During Aristide’s last two years in power, groups of sometimes-armed young men nicknamed "chimère" ("monster") who got "zombie" cheques from government offices regularly threatened attacked anti-government marchers, journalists and even government officials not deemed loyal enough.
Aristide never clearly condemned them, nor has he damned this latest flare-up. Instead, he simply denied Latortue’s accusations.
"Latortue, stop the lying, stop the killings," Aristide said in an Oct. 20 statement he issued from South Africa, where he lives.

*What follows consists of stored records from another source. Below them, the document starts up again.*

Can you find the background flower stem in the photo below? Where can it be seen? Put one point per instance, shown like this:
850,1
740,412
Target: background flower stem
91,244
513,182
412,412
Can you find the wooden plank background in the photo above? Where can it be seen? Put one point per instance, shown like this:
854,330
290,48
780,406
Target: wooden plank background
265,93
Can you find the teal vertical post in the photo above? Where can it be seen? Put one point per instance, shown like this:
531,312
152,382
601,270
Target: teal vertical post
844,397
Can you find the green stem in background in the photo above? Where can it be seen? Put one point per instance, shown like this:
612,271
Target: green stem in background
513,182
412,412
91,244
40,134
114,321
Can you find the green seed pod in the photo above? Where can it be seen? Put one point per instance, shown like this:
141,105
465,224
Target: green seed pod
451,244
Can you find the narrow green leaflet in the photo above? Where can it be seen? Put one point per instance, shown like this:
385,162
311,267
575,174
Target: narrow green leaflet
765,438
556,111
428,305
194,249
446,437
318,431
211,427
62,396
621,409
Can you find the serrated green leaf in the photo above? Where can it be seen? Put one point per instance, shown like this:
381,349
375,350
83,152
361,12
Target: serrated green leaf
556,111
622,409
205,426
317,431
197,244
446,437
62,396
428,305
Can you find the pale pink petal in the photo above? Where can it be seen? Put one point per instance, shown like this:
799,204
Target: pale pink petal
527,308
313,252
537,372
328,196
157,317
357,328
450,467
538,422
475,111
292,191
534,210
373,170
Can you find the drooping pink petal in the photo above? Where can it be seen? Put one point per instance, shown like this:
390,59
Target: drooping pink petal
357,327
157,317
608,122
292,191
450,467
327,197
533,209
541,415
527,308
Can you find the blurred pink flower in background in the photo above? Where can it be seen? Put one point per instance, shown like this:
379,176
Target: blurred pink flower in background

The ex-priest also called for "dialogue."
Some Aristide supporters, like a man who said his name was Hot Pepper, say they are being unfairly targeted.
"The police come in here and shoot at just anybody. Why?" said the 22-year-old, whose shirt did not quite hide the handgun on his hip. "Just because we believe in Aristide? They can’t shoot me for that."
But police have shot, although they say only after being fired upon. Officers have also arrested hundreds, including two ex-parliamentarians and an outspoken Aristide supporter, Father Gérard Jean-Juste.
Officials say parliamentarians were the "intellectual authors" of the violence and have hinted Jean-Juste used his church compound to hide "Operation Baghdad" gunmen. But human rights group Amnesty International (AI) has protested the priest’s arrest, as has his lawyer, and so far no hard evidence has been presented to the public.
"This pastor joins a growing number of political prisoners in Haiti," U.S. law professor Bill Quigley said in an Oct. 16 statement.
The interim government is facing tough dilemmas: penniless and desperate chimères, an ill-equipped and poorly trained police force, an inadequate and corrupt justice system, frustrated and hungry ex-soldiers and a U.N. peacekeeping force whose mandate appears to stop far short of engagement. And that is just the beginning of the list.
One "helping" hand has been extended from Washington, where the Bush administration this week agreed to consider requests for weapons sales from the Latortue government on a case-by-case basis, effectively ending a 13-year arms blockade.
The United Nations has come under criticism from all sides for not stopping the violence. But U.N. Spokesman Damien Onses-Cardona said the situation is not as bad as local and international media make out.
"It’s not really that there is a systematic threat to the security of the country," he told IPS on Oct. 13. "There are people creating a state of chaos, I think, and I think this is intended."
"I would like to note that violence in Haiti is not something completely new, that just started two weeks ago, all of a sudden," added Onses-Cardona. "It is a country that has a very, very important history of violence and political violence."